Kesempatan untuk Melompat Kodok?

Dengan latar belakang ini, kami melihat pasar negara berkembang di Asia mengincar peluang untuk melompati dominasi negara maju di TradFi. Banyak pemain ingin mengembangkan ekosistem Web3 dan sistem keuangan kripto di kawasan itu sendiri, apakah TradFi lokal ada atau tidak.

Ambil contoh, aplikasi investasi yang berfokus pada cryptocurrency di Indonesia pintu, dibuat di tengah ledakan aplikasi terkait pandemi di negara tersebut. Dan, tentu saja, ada kesuksesan GameFi terbesar di dunia: axie tak terhingga, dikembangkan oleh studio Vietnam Sky Mavis dan didorong oleh kumpulan insinyur berbakat Vietnam. Contoh penting lainnya adalah bagaimana berbasis di Hong Kong Merek Animoca mendekati modal ventura melalui kemitraan dengan berbagai perusahaan asli Web3.

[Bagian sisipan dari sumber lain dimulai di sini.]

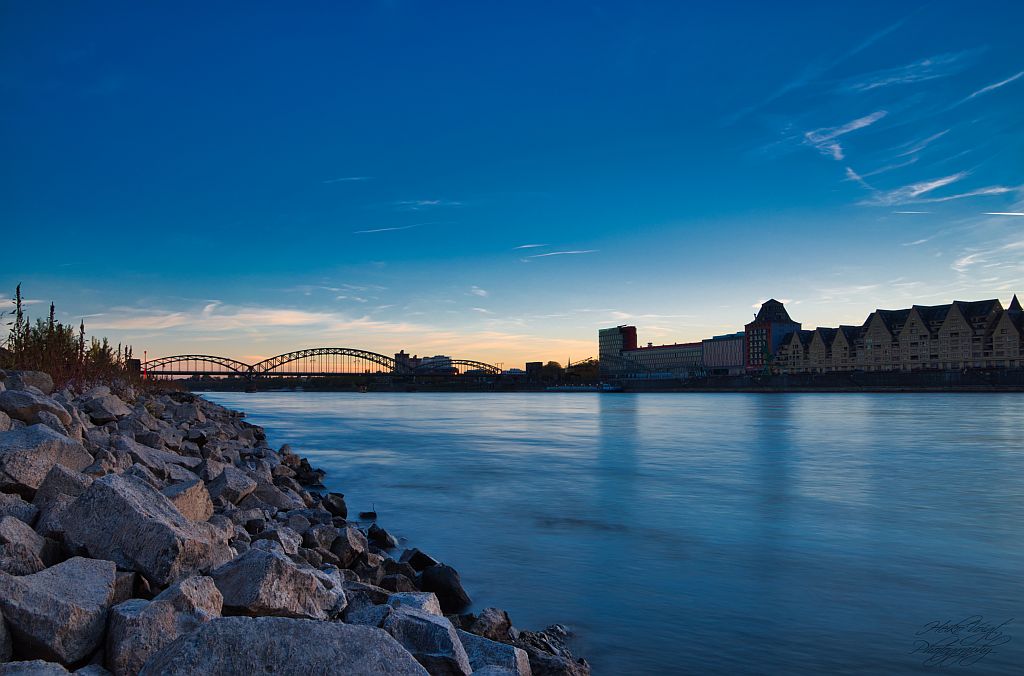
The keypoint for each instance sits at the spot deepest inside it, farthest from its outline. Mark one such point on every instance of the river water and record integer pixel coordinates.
(733, 534)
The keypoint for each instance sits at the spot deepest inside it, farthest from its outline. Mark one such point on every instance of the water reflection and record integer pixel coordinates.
(735, 534)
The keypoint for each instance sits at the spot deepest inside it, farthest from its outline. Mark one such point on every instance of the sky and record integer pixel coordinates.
(499, 180)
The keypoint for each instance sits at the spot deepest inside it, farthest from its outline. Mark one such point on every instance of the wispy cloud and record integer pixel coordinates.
(854, 176)
(996, 85)
(347, 179)
(981, 192)
(824, 138)
(814, 71)
(909, 194)
(923, 143)
(392, 229)
(921, 71)
(562, 253)
(417, 205)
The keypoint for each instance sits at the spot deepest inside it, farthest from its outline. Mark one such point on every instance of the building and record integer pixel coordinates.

Ungkapan lain dari harapan ini adalah meningkatnya minat regional terhadap mata uang digital bank sentral (CBDC). Laos baru-baru ini memulai uji coba dengan perusahaan blockchain yang berbasis di Jepang dan hanya salah satu dari 35 negara mengeksplorasi inisiatif CBDC di Asia. Mungkin bank sentral tertentu di wilayah tersebut sedang mempertimbangkan untuk langsung beralih ke blockchain sambil melewatkan proses peningkatan infrastruktur TradFi lokal yang seringkali sulit.

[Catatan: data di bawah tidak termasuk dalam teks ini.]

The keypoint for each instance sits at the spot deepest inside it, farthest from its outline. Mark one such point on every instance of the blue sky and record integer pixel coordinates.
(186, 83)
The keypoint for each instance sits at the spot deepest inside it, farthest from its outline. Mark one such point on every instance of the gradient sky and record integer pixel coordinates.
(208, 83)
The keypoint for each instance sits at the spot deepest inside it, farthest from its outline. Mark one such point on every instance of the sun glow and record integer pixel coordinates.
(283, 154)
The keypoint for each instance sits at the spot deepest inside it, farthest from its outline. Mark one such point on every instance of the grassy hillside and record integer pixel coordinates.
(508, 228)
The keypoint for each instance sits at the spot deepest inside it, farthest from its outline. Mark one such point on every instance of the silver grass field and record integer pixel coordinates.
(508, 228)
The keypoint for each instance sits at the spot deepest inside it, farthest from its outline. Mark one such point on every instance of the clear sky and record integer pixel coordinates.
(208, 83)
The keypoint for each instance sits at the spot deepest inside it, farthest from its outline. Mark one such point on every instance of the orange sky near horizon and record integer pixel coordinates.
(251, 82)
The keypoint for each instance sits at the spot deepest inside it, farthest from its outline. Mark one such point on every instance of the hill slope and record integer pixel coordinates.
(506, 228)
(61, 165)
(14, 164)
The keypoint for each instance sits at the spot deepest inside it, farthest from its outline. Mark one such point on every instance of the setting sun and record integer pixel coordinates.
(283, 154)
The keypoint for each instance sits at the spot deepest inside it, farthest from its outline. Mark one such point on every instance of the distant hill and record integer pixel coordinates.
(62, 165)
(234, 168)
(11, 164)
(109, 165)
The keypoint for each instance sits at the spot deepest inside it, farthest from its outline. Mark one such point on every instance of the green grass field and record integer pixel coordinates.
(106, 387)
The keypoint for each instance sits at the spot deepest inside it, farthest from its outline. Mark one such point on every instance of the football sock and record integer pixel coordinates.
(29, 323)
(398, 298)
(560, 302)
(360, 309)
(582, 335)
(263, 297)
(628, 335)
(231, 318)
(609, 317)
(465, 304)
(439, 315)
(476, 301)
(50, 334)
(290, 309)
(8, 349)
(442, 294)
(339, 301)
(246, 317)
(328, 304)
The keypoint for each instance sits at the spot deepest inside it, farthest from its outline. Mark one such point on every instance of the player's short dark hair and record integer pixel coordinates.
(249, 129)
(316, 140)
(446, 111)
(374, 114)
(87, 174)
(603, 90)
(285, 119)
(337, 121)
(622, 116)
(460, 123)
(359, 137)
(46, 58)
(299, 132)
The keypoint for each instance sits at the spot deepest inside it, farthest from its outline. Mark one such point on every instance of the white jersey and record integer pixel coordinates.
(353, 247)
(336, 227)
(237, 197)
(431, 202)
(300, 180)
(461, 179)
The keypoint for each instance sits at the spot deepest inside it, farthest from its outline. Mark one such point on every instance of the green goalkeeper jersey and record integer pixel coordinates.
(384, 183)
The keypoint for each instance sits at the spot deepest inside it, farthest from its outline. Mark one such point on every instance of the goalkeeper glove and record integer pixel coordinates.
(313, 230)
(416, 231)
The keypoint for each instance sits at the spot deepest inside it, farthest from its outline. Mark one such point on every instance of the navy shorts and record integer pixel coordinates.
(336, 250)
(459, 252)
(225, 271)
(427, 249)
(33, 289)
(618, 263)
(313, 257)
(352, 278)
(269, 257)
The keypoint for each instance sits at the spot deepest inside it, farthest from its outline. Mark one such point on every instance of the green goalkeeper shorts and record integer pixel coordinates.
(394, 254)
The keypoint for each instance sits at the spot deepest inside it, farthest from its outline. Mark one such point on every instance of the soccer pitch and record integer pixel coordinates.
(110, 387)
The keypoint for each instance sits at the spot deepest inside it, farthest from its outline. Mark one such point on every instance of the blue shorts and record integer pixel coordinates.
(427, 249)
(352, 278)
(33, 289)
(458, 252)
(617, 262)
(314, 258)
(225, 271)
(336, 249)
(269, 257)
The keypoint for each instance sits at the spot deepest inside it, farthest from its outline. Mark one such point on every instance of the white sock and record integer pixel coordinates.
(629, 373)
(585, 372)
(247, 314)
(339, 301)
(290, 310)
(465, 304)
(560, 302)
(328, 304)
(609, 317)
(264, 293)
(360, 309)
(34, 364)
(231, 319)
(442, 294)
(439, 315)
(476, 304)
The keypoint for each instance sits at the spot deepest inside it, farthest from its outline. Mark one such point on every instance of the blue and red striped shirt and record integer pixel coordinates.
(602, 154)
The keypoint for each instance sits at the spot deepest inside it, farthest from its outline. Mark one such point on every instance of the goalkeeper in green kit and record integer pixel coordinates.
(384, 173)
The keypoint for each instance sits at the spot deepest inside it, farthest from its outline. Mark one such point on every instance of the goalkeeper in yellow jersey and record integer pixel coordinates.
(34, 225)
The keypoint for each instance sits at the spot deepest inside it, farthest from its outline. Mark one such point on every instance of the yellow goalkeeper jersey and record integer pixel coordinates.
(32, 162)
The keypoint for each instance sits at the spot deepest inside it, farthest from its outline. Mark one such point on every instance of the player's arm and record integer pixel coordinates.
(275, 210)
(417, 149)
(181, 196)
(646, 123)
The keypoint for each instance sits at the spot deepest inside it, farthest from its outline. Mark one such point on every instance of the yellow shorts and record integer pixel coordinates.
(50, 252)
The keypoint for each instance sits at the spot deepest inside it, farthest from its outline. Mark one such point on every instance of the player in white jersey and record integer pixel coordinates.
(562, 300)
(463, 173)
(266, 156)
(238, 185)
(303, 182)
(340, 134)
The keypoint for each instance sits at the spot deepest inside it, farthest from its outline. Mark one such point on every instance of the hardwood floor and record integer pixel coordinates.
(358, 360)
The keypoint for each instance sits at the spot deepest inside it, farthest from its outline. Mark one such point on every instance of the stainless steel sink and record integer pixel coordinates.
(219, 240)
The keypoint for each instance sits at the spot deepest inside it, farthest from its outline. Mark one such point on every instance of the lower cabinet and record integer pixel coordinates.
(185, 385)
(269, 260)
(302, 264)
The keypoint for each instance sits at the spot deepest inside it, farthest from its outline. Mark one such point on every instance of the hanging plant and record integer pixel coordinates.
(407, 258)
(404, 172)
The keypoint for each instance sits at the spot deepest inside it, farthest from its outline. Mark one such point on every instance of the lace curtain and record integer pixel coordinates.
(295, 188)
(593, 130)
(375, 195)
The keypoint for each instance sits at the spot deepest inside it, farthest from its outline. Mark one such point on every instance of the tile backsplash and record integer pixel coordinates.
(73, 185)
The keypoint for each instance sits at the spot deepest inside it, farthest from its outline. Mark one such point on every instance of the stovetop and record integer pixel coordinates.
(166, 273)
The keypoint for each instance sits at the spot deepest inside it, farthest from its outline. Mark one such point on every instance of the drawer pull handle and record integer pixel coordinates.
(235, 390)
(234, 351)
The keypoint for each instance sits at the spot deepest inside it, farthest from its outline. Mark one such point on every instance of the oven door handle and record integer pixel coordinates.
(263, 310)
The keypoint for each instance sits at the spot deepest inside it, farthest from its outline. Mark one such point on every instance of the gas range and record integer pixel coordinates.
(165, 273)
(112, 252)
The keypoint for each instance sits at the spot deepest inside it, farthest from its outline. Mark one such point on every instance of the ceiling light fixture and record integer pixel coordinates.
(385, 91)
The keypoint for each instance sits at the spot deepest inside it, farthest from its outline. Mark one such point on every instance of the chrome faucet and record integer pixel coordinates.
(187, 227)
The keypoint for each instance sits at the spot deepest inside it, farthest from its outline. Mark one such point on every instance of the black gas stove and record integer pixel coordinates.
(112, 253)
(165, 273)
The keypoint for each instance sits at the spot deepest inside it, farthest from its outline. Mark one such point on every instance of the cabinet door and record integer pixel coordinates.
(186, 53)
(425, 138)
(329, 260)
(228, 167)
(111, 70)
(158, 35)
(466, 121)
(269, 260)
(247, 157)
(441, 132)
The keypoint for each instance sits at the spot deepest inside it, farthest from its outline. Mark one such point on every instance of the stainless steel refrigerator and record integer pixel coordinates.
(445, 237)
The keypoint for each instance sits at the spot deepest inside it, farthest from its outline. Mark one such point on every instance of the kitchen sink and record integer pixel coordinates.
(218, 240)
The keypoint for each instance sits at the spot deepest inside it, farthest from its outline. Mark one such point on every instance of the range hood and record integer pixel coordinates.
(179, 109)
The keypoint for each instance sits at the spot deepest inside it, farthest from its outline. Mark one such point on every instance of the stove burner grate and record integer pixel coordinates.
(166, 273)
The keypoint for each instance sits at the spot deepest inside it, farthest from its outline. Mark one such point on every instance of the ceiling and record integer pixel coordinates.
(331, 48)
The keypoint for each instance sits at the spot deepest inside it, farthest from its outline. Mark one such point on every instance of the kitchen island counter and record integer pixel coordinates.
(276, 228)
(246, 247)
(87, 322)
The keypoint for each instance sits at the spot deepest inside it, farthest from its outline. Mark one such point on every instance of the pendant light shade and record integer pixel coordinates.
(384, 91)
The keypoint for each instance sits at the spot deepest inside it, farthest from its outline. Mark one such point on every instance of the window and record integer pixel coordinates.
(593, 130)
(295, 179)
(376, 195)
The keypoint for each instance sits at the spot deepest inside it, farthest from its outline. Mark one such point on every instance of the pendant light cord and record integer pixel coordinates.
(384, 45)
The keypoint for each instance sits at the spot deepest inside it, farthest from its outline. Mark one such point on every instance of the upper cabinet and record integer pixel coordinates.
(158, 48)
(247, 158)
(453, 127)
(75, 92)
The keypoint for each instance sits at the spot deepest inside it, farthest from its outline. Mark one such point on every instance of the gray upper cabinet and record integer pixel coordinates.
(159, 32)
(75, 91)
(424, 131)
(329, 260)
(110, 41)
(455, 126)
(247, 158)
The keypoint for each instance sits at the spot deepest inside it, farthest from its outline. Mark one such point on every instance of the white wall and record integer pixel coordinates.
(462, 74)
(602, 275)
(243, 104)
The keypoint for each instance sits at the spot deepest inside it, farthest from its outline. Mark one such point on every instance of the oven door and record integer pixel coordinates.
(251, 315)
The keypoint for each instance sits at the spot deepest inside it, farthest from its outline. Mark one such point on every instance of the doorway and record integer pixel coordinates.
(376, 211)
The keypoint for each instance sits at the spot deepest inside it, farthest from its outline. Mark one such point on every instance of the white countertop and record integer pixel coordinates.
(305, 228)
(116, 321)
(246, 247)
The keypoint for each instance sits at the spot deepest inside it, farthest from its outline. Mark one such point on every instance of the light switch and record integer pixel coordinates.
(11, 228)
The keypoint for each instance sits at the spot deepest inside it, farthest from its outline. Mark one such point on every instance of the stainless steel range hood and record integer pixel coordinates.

Pertanyaan yang tersisa adalah apakah institusi tradisional kawasan ini ingin atau bahkan perlu mengejar rekan-rekan Barat mereka dalam adopsi Web3. Asia sudah memiliki adopsi massal crypto, serta perusahaan crypto-native yang mendominasi di bidangnya masing-masing.

Singkatnya, dunia crypto Asia saat ini memiliki momentum yang cukup untuk berkembang dengan sendirinya, mulai dari adopsi konsumen, hingga pengembangan infrastruktur, dan investasi. Oleh karena itu, jika Asian TradFi menginginkan sepotong kue Web3, mereka sebaiknya mengejar bull run berikutnya. Jika tidak, ekosistem Web3 mungkin tidak membutuhkannya sama sekali.